Terraform is an open source project by HashiCorp that takes a new angle on cloud infrastructure and application deployment. It takes the declarative resource definition style of Puppet but applies it to the definition of resources that can be created, updated and deleted via network APIs. In a world of cloud-hosted infrastructure, that can include everything from DNS records to virtual machines to git repositories. While Terraform's current set of resources is weighted towards infrastructure-as-a-service platforms, its model is suitably generic — just Create, Read, Update and Delete operations — that it can be readily applied to just about anything that could be reasonably modelled as a REST API resource.

As well as a resource-oriented configuration language for API-managed objects, Terraform's other key feature is its concept of state, which allows Terraform not only to create resources but to keep track of previously-created resources and update and delete them as needed. The current state of one deployment can be used as an input to another, so as well as managing infrastructure Terraform can also be seen as a way of publishing and sharing infrastructure between teams within an organization.

Deploying in terms of API-managed resources works best when applications are built in terms of such services. One certainly could provision a stock Ubuntu EC2 instance with Terraform and then from then on install software on it via a traditional "copy-files-flip-symlink-restart" workflow, if we produce an "Amazon Machine Image" (AMI) with the application already installed then we can have Terraform deploy it directly, and benefit from the fast startup time that comes from having done most of the setup work at application build time rather than at deploy time.

HashiCorp's answer to this need is Packer, a tool which in fact predates Terraform and is designed to automate the creation of machine images for various cloud infrastructure platforms. Its model is pretty simple:

  • A builder spins up an environment based on an existing image and prepares that environment so Packer can interact with it.

  • One or more provisioners communicate with the created environment to customize it in arbitrary ways. For example, a chef-solo provisioner allows Chef to be used to apply changes to the machine.

  • The builder then captures some kind of image of the build environment, which becomes the artifact of the build.

When applied to AWS, the builder creates an EC2 instance, the provisioners interact with it over SSH, and then the final artifact is an AMI that can be used as the basis for new instances created at deployment time.

Putting the Pieces Together

Perhaps due to it predating Terraform by some years, the interopability between Packer and Terraform is unfortunately rather limited. If you wish to move beyond manually pasting the ids of the generated artifacts into your Terraform configuration, you're left either with parsing Packer's rather awkward (but certainly machine-readable) CSV output, or running Packer inside HashiCorp's Atlas platform. Either way it doesn't feel completely natural, and that's rather unfortunate for two tools that supposedly belong to the same family.
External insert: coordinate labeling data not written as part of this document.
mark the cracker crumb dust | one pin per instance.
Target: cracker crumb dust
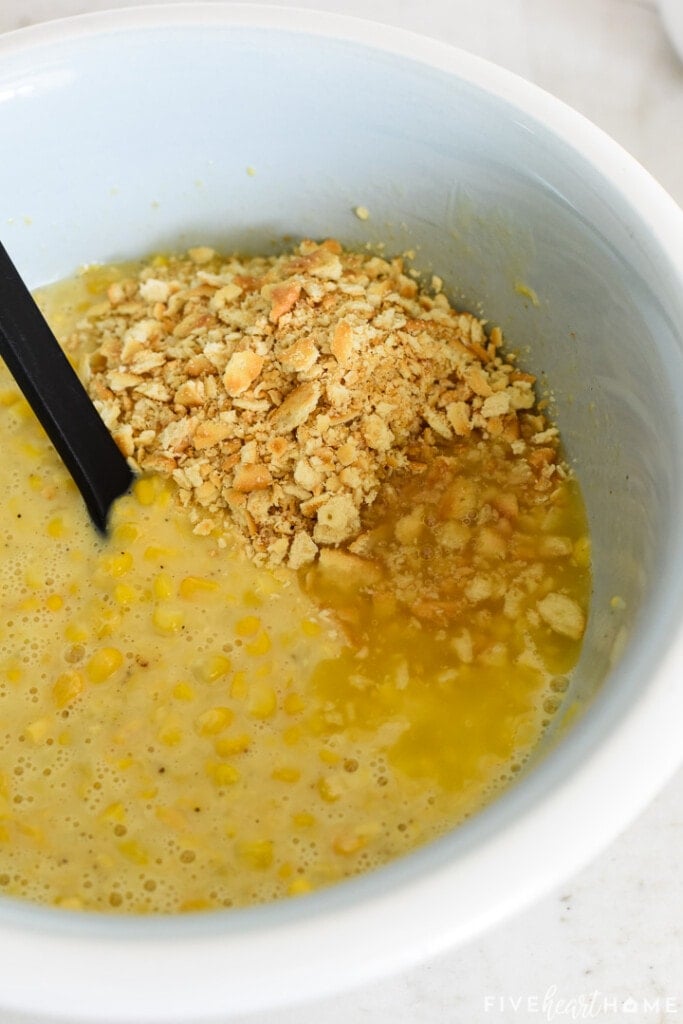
(280, 393)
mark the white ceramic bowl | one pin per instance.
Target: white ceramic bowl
(127, 132)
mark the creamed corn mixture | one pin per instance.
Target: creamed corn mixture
(181, 728)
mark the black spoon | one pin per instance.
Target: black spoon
(54, 392)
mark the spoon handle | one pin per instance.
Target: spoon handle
(54, 392)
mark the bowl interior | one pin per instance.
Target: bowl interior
(125, 135)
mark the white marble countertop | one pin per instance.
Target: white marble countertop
(608, 943)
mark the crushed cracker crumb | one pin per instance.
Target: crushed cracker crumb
(282, 392)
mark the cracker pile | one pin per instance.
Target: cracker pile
(281, 392)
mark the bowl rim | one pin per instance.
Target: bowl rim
(436, 896)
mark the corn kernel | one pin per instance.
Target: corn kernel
(248, 627)
(117, 565)
(193, 587)
(162, 586)
(67, 687)
(222, 774)
(231, 744)
(55, 527)
(261, 645)
(293, 704)
(210, 722)
(286, 774)
(330, 790)
(103, 664)
(183, 691)
(167, 619)
(213, 668)
(262, 701)
(257, 854)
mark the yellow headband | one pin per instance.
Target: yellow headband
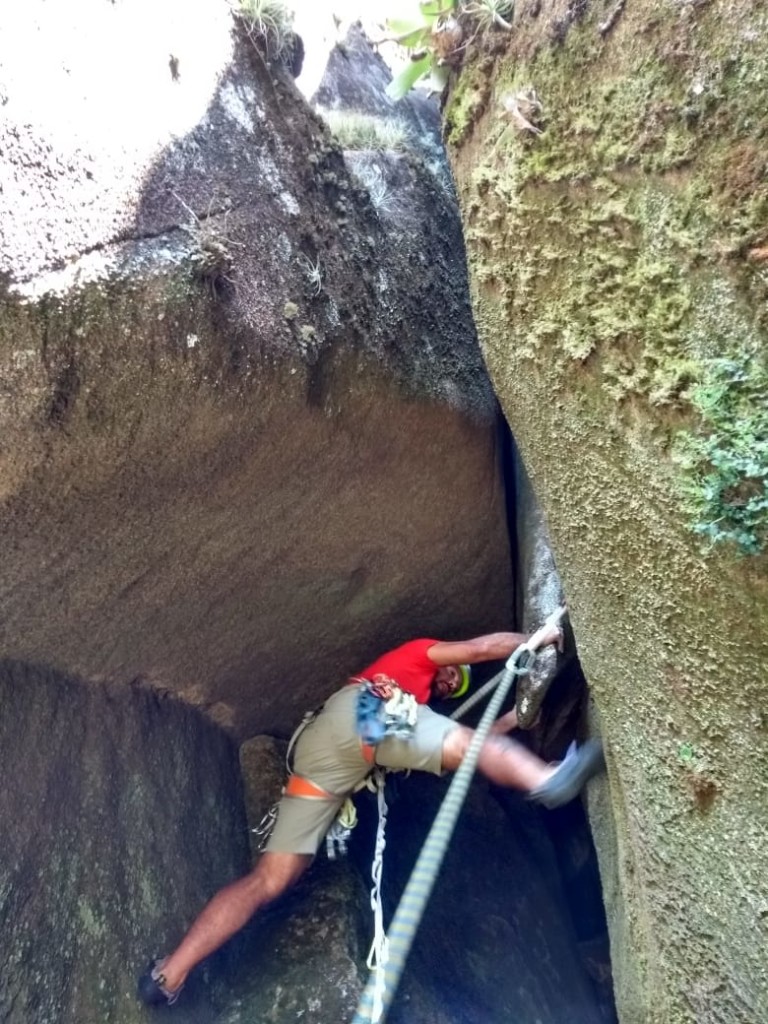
(464, 674)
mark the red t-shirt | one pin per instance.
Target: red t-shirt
(409, 666)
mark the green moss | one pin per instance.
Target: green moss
(602, 241)
(465, 105)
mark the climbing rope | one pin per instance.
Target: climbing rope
(378, 994)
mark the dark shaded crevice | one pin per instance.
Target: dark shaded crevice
(570, 848)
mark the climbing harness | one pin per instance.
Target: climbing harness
(382, 983)
(338, 835)
(378, 955)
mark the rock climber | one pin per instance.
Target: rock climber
(330, 760)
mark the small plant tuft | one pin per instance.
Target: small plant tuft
(726, 459)
(372, 179)
(269, 20)
(213, 250)
(313, 272)
(491, 13)
(353, 130)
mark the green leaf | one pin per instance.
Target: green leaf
(412, 35)
(410, 75)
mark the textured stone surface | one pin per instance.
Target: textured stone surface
(612, 257)
(122, 813)
(248, 435)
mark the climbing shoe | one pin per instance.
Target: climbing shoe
(152, 988)
(577, 768)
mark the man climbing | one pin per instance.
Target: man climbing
(330, 760)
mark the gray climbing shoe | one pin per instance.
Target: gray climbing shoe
(577, 768)
(152, 989)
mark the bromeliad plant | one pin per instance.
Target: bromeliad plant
(437, 38)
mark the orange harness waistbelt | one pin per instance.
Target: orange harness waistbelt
(297, 785)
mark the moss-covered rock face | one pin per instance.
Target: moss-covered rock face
(612, 175)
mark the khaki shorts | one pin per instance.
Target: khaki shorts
(329, 754)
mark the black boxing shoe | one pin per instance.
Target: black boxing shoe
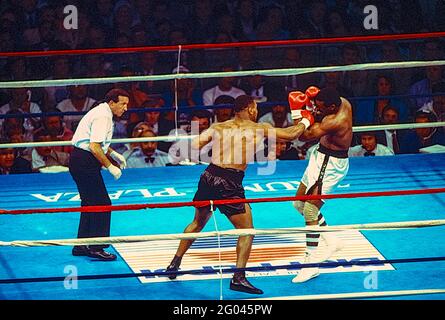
(240, 283)
(80, 251)
(101, 255)
(174, 266)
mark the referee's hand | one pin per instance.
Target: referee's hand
(115, 171)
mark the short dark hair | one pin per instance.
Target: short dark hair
(242, 102)
(426, 115)
(224, 99)
(438, 87)
(201, 114)
(329, 96)
(390, 107)
(40, 133)
(114, 94)
(368, 133)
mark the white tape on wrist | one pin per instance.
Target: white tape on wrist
(305, 122)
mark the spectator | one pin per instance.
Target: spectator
(78, 101)
(355, 81)
(181, 152)
(333, 79)
(97, 67)
(149, 64)
(224, 114)
(246, 20)
(424, 86)
(136, 132)
(225, 86)
(102, 13)
(137, 96)
(293, 59)
(123, 18)
(29, 12)
(12, 164)
(419, 138)
(437, 106)
(43, 157)
(225, 24)
(370, 111)
(147, 154)
(259, 88)
(369, 147)
(54, 126)
(272, 27)
(202, 22)
(245, 61)
(316, 20)
(336, 26)
(21, 102)
(279, 117)
(96, 37)
(15, 126)
(390, 138)
(61, 69)
(182, 94)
Along with the frustration of the poor tessellation of these tools, I also couldn't shake the idea that Packer's high-level capabilities are pretty close to being a subset of Terraform's capabilities.

Build vs. Deploy: Not so different?

When we put aside various implementation details and the set of resources that happen to be implemented in each codebase today, there are only a few minor differences between the build process afforded by Packer and the deployment process afforded by Terraform:

  • Terraform manages a set of long-lived resources across multiple incremental deployments. Packer produces a completely distinct set of resources for each run.

  • Terraform creates and updates resources to move them towards a configured end state. Packer provisions certain resources only to assist in the build process, destroying them once the process is complete.

  • Terraform keeps track of the resources it's created, so they can be updated and deleted by later runs. Packer cedes control of the resources it created as soon as it completes, leaving the user to do manual cleanup.

The first two of these are legitimate and fundamental differences in purpose between the build and deployment phases. The last of these is arguably a limitation of Packer: though there is little reason to alter the artifacts of a build, it would actually be rather useful to be able to automatically destroy resources created for older versions of an app that are no longer needed in order to reduce storage costs.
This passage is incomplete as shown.